Part 9: The cross-validation loop
Part 9: The cross-validation loop¶
Now we put it together. The CV loop trains a fresh CatBoost model on each fold and evaluates it on the held-out year. We track the deviance across folds to get a mean and variance.
Create a new cell:
cv_deviances = []
for fold_idx, (train_idx, val_idx) in enumerate(folds):
df_train = df_pd.iloc[train_idx]
df_val = df_pd.iloc[val_idx]
X_train = df_train[FEATURES]
y_train = df_train[FREQ_TARGET].values
w_train = df_train[EXPOSURE_COL].values
X_val = df_val[FEATURES]
y_val = df_val[FREQ_TARGET].values
w_val = df_val[EXPOSURE_COL].values
train_pool = Pool(X_train, y_train, baseline=np.log(w_train), cat_features=CAT_FEATURES)
val_pool = Pool(X_val, y_val, baseline=np.log(w_val), cat_features=CAT_FEATURES)
model = CatBoostRegressor(
iterations=500,
learning_rate=0.05,
depth=6,
loss_function="Poisson",
eval_metric="Poisson",
random_seed=42,
verbose=0, # 0 means no training progress output per fold
)
model.fit(train_pool, eval_set=val_pool)
y_pred = model.predict(val_pool)
fold_dev = poisson_deviance(y_val, y_pred, w_val)
cv_deviances.append(fold_dev)
val_year = sorted(df_pd.iloc[val_idx]["accident_year"].unique().tolist())
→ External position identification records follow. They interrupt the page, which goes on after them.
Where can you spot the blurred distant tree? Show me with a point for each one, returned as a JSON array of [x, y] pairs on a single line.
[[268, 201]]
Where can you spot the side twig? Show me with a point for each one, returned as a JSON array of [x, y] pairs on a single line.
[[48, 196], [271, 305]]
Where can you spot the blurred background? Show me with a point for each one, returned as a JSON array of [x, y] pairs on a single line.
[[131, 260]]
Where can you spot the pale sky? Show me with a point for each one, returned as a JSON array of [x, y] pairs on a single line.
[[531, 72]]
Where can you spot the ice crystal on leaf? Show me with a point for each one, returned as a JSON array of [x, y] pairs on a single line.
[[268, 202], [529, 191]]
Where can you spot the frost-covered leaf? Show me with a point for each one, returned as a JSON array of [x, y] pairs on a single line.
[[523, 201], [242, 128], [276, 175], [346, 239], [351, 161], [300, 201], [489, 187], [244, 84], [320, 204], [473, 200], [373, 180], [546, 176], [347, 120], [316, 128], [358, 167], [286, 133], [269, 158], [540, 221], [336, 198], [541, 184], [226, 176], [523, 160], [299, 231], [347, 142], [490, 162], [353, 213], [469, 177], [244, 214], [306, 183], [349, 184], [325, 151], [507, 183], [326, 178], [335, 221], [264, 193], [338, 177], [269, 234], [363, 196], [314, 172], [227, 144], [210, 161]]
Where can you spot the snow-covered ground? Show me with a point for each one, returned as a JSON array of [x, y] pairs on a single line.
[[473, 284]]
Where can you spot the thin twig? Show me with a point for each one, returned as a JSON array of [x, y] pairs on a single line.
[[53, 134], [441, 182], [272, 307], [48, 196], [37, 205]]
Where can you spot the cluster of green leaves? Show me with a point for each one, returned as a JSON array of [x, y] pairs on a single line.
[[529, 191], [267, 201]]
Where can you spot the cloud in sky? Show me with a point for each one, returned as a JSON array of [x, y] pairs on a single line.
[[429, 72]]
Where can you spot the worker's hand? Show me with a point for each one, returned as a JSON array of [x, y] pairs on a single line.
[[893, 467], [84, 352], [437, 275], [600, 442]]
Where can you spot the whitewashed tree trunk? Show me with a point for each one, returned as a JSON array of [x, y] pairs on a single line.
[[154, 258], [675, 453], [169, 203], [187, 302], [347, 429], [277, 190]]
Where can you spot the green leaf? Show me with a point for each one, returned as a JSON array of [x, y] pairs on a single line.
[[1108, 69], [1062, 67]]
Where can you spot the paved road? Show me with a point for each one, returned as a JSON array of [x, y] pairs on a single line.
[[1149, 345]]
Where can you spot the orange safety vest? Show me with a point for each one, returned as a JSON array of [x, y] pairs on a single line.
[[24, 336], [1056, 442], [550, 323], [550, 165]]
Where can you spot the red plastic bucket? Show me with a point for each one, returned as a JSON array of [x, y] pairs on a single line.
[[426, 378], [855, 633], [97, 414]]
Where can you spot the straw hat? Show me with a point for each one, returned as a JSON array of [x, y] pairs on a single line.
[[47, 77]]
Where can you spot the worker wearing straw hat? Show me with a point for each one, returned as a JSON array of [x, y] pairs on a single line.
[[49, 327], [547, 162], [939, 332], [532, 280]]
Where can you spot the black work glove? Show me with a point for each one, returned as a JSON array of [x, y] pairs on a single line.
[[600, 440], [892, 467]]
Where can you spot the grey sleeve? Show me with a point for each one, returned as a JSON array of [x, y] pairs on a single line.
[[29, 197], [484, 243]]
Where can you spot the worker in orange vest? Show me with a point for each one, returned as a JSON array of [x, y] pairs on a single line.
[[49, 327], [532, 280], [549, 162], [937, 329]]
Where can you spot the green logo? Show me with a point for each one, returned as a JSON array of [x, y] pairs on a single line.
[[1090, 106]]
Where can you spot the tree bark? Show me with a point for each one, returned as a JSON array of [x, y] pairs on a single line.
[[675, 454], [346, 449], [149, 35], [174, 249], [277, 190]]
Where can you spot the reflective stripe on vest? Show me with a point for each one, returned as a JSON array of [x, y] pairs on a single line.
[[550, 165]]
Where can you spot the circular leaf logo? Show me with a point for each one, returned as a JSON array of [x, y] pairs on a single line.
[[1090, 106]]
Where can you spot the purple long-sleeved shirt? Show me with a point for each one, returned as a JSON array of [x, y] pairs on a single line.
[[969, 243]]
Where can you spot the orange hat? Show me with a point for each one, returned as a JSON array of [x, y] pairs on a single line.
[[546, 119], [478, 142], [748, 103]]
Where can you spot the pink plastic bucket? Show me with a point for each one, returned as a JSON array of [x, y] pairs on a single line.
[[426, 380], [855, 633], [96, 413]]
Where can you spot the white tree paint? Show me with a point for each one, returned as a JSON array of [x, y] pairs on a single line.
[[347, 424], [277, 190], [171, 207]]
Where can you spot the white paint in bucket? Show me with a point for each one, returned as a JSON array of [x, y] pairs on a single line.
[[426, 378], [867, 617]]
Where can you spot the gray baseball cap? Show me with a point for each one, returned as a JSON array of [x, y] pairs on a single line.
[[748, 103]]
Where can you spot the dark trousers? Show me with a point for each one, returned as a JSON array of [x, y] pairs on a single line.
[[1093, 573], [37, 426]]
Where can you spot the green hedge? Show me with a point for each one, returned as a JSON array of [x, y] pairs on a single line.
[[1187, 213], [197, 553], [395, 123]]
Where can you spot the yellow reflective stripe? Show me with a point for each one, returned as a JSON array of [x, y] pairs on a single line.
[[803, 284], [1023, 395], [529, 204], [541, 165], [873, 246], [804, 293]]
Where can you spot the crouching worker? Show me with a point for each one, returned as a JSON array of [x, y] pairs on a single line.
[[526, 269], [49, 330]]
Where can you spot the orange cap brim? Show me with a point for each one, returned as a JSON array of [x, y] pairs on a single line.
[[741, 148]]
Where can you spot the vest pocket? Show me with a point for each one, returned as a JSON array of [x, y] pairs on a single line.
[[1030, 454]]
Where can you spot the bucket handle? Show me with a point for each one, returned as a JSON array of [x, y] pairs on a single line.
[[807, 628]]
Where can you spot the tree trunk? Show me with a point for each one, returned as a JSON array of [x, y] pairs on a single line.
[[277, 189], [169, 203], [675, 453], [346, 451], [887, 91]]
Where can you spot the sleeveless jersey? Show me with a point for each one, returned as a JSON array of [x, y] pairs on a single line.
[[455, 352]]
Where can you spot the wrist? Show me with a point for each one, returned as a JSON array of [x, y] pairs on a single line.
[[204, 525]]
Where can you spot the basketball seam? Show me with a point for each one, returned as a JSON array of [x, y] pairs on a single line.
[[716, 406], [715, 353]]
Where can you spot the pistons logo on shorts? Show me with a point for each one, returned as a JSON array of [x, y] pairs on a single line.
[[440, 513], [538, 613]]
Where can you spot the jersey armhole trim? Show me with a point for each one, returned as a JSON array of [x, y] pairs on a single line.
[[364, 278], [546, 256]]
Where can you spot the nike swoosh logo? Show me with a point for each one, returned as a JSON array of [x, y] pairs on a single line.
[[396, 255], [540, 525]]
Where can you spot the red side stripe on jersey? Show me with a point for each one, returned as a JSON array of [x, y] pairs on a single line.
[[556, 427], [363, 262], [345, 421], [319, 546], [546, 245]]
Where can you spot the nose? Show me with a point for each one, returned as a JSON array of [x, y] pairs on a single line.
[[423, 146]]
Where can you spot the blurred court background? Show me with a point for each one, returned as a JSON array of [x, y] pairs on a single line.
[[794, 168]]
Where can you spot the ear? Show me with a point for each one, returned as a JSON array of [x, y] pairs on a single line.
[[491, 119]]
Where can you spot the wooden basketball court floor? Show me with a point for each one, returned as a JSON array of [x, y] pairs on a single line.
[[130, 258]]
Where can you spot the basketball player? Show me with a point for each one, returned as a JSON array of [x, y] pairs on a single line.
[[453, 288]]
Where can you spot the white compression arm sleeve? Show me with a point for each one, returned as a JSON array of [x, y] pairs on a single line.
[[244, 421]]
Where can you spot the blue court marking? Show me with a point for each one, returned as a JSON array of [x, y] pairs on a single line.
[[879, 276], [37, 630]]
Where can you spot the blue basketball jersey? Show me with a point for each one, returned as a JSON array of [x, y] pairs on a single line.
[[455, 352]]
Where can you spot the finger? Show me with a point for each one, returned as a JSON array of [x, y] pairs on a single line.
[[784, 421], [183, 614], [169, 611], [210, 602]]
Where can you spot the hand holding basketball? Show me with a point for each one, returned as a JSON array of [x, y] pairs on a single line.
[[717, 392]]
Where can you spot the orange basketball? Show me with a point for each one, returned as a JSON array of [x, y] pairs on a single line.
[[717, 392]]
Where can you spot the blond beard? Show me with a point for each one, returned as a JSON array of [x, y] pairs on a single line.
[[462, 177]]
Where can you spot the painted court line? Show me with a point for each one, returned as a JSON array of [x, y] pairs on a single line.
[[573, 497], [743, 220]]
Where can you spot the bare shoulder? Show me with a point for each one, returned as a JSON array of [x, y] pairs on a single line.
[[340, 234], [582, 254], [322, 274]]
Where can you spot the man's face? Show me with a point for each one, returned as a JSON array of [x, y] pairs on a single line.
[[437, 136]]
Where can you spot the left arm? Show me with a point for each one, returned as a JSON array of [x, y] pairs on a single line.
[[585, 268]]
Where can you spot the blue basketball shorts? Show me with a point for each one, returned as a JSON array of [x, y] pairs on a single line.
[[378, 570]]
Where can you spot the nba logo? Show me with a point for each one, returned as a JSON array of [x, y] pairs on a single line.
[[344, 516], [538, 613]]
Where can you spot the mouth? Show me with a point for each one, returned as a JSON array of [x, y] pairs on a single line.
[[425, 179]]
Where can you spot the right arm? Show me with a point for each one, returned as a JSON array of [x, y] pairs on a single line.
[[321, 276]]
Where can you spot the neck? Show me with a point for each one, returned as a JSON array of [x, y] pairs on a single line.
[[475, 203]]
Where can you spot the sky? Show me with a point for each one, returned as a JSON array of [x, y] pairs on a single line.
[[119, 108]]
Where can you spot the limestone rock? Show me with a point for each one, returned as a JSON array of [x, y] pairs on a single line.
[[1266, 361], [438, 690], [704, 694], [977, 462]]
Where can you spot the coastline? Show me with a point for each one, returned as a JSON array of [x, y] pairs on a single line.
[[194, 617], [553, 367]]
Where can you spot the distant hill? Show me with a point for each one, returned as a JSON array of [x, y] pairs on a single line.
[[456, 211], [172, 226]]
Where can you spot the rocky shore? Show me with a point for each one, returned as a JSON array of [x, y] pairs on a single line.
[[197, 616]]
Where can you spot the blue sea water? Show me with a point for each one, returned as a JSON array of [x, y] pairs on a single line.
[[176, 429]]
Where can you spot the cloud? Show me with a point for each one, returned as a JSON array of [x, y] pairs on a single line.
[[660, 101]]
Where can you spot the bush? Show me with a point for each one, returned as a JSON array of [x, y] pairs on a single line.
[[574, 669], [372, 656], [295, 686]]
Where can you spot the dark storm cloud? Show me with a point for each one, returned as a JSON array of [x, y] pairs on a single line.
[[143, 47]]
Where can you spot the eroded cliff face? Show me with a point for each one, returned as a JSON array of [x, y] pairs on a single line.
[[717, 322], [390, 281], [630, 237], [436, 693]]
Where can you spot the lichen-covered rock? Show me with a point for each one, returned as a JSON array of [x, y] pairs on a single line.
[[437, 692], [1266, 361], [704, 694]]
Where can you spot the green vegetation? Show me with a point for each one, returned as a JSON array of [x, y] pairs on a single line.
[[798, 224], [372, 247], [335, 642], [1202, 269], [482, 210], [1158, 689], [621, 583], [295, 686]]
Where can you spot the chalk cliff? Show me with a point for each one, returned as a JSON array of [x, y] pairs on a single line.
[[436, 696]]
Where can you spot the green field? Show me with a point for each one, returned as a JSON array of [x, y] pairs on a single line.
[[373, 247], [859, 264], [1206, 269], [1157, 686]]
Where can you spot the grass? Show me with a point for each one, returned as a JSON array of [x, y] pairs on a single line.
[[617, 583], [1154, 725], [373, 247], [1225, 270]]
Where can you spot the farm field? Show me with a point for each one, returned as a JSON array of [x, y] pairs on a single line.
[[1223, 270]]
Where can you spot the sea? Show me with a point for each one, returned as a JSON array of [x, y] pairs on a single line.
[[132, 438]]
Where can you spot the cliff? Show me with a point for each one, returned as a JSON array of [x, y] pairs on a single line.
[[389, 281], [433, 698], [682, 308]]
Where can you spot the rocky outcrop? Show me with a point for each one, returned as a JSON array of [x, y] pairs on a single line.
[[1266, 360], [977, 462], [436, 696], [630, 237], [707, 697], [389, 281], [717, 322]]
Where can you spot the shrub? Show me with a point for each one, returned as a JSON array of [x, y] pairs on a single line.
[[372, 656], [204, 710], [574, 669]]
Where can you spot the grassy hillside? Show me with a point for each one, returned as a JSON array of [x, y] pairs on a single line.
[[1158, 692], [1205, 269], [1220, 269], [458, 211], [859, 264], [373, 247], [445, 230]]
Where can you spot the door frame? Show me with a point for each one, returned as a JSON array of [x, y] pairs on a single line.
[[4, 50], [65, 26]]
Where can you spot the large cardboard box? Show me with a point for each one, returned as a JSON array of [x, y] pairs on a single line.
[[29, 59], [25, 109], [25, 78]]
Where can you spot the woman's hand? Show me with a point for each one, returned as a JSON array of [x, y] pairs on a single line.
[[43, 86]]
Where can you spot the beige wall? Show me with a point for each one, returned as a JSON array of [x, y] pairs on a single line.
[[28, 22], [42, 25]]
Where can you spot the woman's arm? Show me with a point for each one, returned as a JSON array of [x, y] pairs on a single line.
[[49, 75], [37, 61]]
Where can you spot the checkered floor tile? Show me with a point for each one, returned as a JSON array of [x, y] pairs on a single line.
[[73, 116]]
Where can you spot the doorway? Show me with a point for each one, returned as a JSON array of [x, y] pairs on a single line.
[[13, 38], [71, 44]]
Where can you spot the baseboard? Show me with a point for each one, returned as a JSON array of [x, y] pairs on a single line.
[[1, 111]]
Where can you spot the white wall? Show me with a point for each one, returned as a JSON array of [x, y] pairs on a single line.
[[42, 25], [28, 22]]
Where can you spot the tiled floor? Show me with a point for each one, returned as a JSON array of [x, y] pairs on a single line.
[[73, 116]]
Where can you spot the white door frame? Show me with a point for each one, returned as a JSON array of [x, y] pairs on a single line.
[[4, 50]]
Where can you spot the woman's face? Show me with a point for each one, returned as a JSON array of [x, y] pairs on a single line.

print(f"Fold {fold_idx+1} (validate {val_year}): Poisson deviance = {fold_dev:.4f}")
print(f"\nMean CV deviance: {np.mean(cv_deviances):.4f}")
print(f"Std CV deviance: {np.std(cv_deviances):.4f}")
Run this cell. It trains three CatBoost models. On Free Edition this takes 2-4 minutes. The output should look like:
Fold 1 (validate [2022]): Poisson deviance = 0.1923
Fold 2 (validate [2023]): Poisson deviance = 0.1887
Fold 3 (validate [2024]): Poisson deviance = 0.1841
The exact numbers will vary slightly. What you are looking for is that the three folds produce similar deviances - if one fold is substantially worse than the others, it may indicate a data quality issue in that year or a genuine model instability.
A note on what the standard deviation means: Three folds gives a crude estimate of variance, not a proper confidence interval. Do not report a confidence interval computed from three folds as if it is statistically rigorous. What you can say is: "CV deviance across three temporal folds ranged from X to Y, with a mean of Z."
What verbose=0 does: By default, CatBoost prints training progress on every iteration. On 500 iterations across three folds, that is 1,500 lines of output. Setting verbose=0 suppresses this. If you want to see progress (useful when debugging), change it to verbose=100 to print every 100 iterations.